Berdoa bersama saya: Tuhan yang terkasih, aku bersyukur kepada-Mu karena, bahkan ketika pandanganku terbatas dan hatiku tersesat dalam keluhan-keluhan yang terpendam, Engkau tetap setia, menuntun langkah-langkahku dengan kasih. Betapa sering aku mempertanyakan rutinitasku, meratapi kesederhanaan hidupku, atau menginginkan pengakuan, sambil melupakan bahwa setiap detail berada di bawah kendali-Mu.
Bapaku, hari ini aku memohon agar Engkau memberiku hati yang berserah, yang meninggalkan segala keluhan dan berpegang teguh pada ketaatan terhadap petunjuk-petunjuk-Mu yang kudus. Kiranya aku tidak lagi berjalan dalam kegelapan ketidaktaatan, melainkan memilih untuk mengikuti terang Hukum-Mu yang penuh kuasa. Bukalah mataku agar dapat melihat dengan jelas apa yang telah Engkau kerjakan, bahkan ketika aku tidak menyadarinya. Berilah aku damai untuk menerima jalan-jalan yang sederhana dan kekuatan untuk tetap setia, karena mengetahui bahwa Engkau menuntun dengan hikmat bahkan langkah-langkah yang paling tersembunyi.
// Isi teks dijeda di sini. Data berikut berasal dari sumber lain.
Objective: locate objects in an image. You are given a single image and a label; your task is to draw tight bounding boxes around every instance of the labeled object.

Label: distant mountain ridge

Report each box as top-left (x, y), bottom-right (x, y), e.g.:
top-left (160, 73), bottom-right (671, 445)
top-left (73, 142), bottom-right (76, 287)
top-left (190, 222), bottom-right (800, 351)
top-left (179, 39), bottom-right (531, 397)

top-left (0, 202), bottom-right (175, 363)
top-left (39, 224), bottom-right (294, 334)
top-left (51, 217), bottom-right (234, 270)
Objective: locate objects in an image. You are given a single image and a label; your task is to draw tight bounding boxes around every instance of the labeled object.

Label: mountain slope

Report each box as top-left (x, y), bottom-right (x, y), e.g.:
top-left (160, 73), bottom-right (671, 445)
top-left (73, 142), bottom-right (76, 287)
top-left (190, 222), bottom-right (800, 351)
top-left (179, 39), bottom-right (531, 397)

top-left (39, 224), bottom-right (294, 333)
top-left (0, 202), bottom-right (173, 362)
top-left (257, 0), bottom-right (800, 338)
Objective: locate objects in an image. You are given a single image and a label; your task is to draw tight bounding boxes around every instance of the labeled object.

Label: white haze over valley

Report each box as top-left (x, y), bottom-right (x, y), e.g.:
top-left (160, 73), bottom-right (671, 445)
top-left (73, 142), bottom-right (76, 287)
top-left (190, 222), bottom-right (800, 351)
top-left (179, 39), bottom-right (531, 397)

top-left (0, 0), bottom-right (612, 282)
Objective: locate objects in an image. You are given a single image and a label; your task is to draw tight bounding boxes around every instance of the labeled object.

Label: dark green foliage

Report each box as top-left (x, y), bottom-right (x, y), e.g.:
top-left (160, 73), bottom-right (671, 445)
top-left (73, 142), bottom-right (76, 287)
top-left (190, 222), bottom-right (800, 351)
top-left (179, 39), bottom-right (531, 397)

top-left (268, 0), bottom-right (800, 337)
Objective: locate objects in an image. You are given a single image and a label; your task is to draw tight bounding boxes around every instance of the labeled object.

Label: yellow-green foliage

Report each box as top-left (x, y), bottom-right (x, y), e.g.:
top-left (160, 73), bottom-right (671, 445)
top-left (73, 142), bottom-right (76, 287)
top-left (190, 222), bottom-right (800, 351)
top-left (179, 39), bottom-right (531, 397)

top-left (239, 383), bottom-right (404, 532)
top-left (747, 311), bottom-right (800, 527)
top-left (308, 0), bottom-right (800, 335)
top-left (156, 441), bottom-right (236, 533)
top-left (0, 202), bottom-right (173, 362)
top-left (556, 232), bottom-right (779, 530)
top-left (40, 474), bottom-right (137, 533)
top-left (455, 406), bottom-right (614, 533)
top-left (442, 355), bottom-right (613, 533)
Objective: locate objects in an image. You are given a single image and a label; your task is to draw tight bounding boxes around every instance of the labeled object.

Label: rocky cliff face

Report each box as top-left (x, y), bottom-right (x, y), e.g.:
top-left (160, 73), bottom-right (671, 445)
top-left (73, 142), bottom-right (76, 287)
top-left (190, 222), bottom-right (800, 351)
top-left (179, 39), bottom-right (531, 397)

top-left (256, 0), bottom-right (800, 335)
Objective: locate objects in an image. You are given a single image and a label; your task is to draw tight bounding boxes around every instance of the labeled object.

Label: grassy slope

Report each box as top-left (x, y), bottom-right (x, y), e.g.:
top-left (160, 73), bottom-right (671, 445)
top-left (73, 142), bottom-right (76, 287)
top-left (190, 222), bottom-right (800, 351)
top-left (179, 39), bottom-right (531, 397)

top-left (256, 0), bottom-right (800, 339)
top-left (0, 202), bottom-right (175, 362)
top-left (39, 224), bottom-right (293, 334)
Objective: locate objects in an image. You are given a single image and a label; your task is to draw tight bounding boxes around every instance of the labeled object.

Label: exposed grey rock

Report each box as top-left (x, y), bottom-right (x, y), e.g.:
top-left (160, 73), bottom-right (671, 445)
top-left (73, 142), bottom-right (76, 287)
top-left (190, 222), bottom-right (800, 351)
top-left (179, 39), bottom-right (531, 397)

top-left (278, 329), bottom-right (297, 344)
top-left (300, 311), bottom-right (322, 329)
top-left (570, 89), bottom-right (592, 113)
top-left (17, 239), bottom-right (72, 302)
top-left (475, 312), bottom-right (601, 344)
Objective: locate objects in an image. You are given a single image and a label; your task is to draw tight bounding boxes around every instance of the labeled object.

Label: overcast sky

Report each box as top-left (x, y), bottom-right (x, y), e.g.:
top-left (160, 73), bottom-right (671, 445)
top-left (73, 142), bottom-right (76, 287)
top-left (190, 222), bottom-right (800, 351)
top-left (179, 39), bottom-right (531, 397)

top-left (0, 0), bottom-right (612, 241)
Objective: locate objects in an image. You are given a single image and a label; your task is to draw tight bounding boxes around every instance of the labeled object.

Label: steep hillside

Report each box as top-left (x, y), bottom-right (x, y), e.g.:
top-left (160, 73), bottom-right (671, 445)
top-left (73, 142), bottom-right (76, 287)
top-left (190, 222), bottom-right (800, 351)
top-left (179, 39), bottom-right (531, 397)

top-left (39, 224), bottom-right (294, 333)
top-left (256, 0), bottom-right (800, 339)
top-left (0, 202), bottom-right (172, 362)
Oh, Tuhan Yang Mahakudus, aku menyembah dan memuji-Mu karena, ketika taat, segala sesuatu menjadi terang dan bermakna. Putra-Mu yang terkasih adalah Pangeran dan Juruselamatku yang kekal. Hukum-Mu yang penuh kuasa bagaikan obor yang menyala di tengah malam, yang menyingkapkan keindahan pemeliharaan-Mu bahkan di lembah-lembah yang paling sunyi. Perintah-perintah-Mu bagaikan kompas surgawi yang menuntunku dengan tepat menuju janji hidup kekal, di mana setiap usaha akan diberi upah dan setiap keraguan akhirnya akan terjawab. Aku berdoa dalam nama Yesus yang berharga, amin.